C’est le CHRU de Lille qui paie les salaires des professionnels de santé de MSL, et l’ARS finance le budget de fonctionnement (le local, le bus, le matériel). Des subventions autrefois prévues sur trois ans, puis sur un an, et, à présent, pour trois mois… Les médicaments sont fournis par la Pharmacie humanitaire internationale, basée à Nîmes. Quand il n’y a pas de bénévole pour conduire le bus (il faut un permis poids lourd) ou que le véhicule ne démarre pas, les professionnels de santé de MSL, de Pédiatres du monde, ou l’infirmière de l’Areas se rendent aussi, parfois, au chevet des patients dans leurs abris de fortune. Des cabanes plus qu’insalubres, chauffées au pétrole dans le meilleur des cas. Par moments, une odeur de plastique brûlé flotte dans l’air. Parmi les cabanes, une vision surréaliste : près de l’enclos d’un mouton et au milieu des poules, un congélateur hors service déborde de pains glacés.

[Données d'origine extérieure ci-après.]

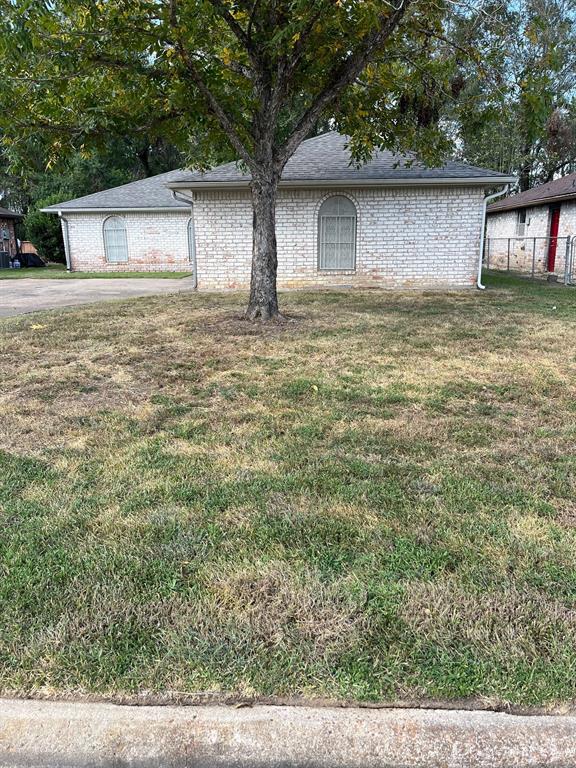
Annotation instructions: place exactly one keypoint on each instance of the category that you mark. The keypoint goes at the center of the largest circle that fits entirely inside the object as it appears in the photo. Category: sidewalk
(63, 734)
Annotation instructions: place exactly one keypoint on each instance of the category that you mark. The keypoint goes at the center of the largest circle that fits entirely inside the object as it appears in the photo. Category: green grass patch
(58, 272)
(376, 500)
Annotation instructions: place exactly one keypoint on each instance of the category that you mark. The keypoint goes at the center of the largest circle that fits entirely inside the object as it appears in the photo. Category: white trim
(338, 183)
(111, 211)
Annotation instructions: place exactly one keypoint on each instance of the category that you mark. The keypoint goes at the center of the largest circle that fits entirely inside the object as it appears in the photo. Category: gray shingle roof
(561, 189)
(6, 214)
(319, 160)
(146, 193)
(325, 158)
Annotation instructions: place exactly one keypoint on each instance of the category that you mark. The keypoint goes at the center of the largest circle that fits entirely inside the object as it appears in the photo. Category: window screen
(115, 242)
(337, 234)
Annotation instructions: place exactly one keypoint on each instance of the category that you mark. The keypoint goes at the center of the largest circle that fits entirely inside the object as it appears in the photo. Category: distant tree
(521, 115)
(252, 76)
(44, 231)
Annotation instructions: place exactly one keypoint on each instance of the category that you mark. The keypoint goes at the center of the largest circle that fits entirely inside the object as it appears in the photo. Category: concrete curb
(62, 734)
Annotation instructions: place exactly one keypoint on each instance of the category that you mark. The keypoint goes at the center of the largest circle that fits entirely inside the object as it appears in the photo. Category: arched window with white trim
(115, 241)
(337, 234)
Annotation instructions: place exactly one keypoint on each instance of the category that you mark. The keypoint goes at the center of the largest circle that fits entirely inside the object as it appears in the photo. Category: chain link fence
(537, 257)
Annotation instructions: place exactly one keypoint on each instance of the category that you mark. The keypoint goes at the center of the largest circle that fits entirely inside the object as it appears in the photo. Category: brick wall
(406, 238)
(157, 242)
(525, 251)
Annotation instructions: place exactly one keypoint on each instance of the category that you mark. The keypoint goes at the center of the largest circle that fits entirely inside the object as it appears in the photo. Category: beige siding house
(390, 223)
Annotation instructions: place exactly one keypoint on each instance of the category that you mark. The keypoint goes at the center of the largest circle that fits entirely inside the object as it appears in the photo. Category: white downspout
(64, 226)
(184, 199)
(487, 200)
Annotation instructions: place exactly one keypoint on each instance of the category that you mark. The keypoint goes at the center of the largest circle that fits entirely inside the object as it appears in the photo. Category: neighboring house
(530, 232)
(391, 223)
(8, 241)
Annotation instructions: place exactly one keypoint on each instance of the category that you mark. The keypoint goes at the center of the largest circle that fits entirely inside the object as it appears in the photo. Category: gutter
(488, 181)
(487, 200)
(64, 225)
(185, 199)
(164, 209)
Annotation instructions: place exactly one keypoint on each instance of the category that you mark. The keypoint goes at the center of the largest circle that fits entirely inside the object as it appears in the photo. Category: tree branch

1– Ce reportage a été réalisé en février 2012. Début août, le campement a été « évacué », les familles roms ont été conduites à une vingtaine de kilomètres. Certaines sont revenues dans la métropole lilloise, où d’autres terrains sont occupés. Le bus de MSL continue de leur apporter les soins sur les lieux où elles sont installées.

PRÉCARITÉ

Accès aux soins difficile

L’Observatoire régional de santé d’Ile-de-France a publié, en janvier, un rapport sur l’état de santé des Roms migrants en France. Il pointe la grande difficulté pour ces personnes de stabiliser leur situation au regard de la réglementation française, très restrictive sur leurs droits de séjour. Et, par conséquent, sur leur accès à une couverture sociale. Les Roms immigrés, même s’ils se portent mieux que ceux restés au pays, ont un état de santé qui se dégrade du fait de leurs conditions de vie très dures et de leur difficultés à accéder aux soins. Cet accès est un peu moins compliqué pour les enfants.

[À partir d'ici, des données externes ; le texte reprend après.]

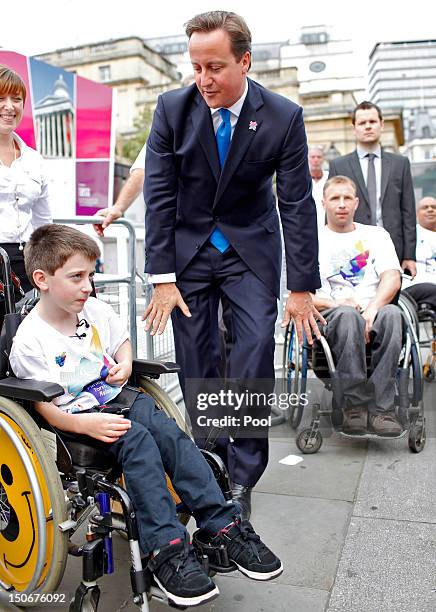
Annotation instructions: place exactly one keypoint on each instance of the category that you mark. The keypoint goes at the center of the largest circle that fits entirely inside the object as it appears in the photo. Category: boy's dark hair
(49, 247)
(233, 24)
(366, 105)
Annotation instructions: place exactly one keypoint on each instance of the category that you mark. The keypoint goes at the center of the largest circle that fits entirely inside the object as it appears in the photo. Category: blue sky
(53, 24)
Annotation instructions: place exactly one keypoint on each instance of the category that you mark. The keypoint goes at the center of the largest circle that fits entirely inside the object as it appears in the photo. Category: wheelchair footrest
(217, 555)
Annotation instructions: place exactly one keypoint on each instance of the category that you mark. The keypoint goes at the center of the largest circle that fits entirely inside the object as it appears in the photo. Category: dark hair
(366, 105)
(51, 245)
(233, 24)
(339, 180)
(11, 83)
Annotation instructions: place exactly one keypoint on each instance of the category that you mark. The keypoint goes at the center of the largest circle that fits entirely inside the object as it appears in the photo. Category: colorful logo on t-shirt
(89, 376)
(60, 359)
(351, 269)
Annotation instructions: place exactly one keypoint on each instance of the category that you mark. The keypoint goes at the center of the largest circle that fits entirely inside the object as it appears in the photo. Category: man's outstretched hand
(166, 296)
(299, 306)
(111, 214)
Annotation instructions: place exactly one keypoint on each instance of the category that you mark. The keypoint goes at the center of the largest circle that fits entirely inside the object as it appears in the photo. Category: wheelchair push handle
(8, 287)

L’ORS constate, chez les Roms en Ile-de-France, une santé mentale fragilisée par le stress, l’humiliation et le rejet, une forte prévalence des maladies infectieuses, des maladies chroniques liées et aggravées par les conditions de vie. Aussi, les femmes ont peu recours à la planification familiale et les grossesses sont fréquentes, précoces et peu suivies.

Le rapport sur le site de l’ORS IDF : http://petitlien.fr/5v9u

SOUTIEN

Associations partenaires

→ MSL (Médecins solidarité Lille) offre des soins gratuits aux personnes privées de couverture sociale. Ses professionnels de santé (infirmière, généraliste, gynécologue, dentiste, salariés et bénévoles) et son assistante sociale interviennent dans ses locaux lillois et dans le bus sur les terrains de Roms.

http://medsolidarite lille.over-blog.com

→ L’Areas (Association régionale d’étude et d’action sociale) auprès des gens du voyage et des Roms migrants apporte une aide sociale, éducative, scolaire, administrative et sanitaire aux familles. Le service dédié aux Roms regroupe des éducateurs, un animateur social, une médiatrice sanitaire et une infirmière.

→ Pédiatres du monde a ouvert une mission à Lille en 2010, tournée essentiellement vers les Roms.